Rached Ghannouchi est, paraît-il, le seul « sain d’esprit » parmi les politiques tunisiens. Le seul qui a entrepris un projet et qui l’applique. Aujourd’hui, il est l’homme fort, celui qui a imposé Chahed bien que tout le monde souhaite son départ, y compris l’UGTT.

D’un échec à l’autre

Ce n’est pas pour défendre le gouvernement de Youssef Chahed, ses échecs cuisants sur tous les dossiers ne le permettent pas de toute façon, mais aucun gouvernement depuis 2011 n’a réussi. Pourtant, il y en a eu pas mal en 7 ans : les gouvernements Laârayedh et Hamadi Jebali (Ennahdha), le gouvernement Mahdi Jomâa (technocrate), le gouvernement Habib Essid (unité nationale), ainsi que le gouvernement Chahed (Nidaa Tounes). Aucun de ces gouvernements n’a terminé son mandat.

Si tous ces gouvernements ont échoué, c’est que le problème vient, probablement, d’ailleurs. Logiquement, de ceux qui les ont mis. Là, on parle des deux « Cheikhs », Béji Caïd Essebsi et Rached Ghannouchi, ainsi que l’UGTT. Ces trois parties ne font que s’entretuer à longueur des mandats, faisant des gouvernements successifs des otages des uns et des autres. Résultat : ils ont tous échoué et le pays vit aujourd’hui une crise économique aigüe qui laissera la place, si personne ne laisse ses petits calculs politiciens de côté, à une crise sociale sans précédent.
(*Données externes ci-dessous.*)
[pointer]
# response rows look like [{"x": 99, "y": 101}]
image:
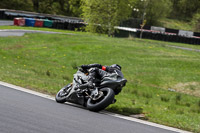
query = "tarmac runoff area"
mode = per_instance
[
  {"x": 13, "y": 32},
  {"x": 5, "y": 33}
]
Sachant que le danger terroriste nous guette de près, c’est l’avenir même de la République qui est en jeu.

A la quête du Saint-Graal

Si la crise économique persiste depuis des années et ne cesse de s’intensifier, c’est à cause de l’année 2019 et les élections qui y seront organisées. Tout le monde ne pense qu’à s’offrir une place au soleil durant les cinq prochaines années, quitte à prendre l’Etat en otage.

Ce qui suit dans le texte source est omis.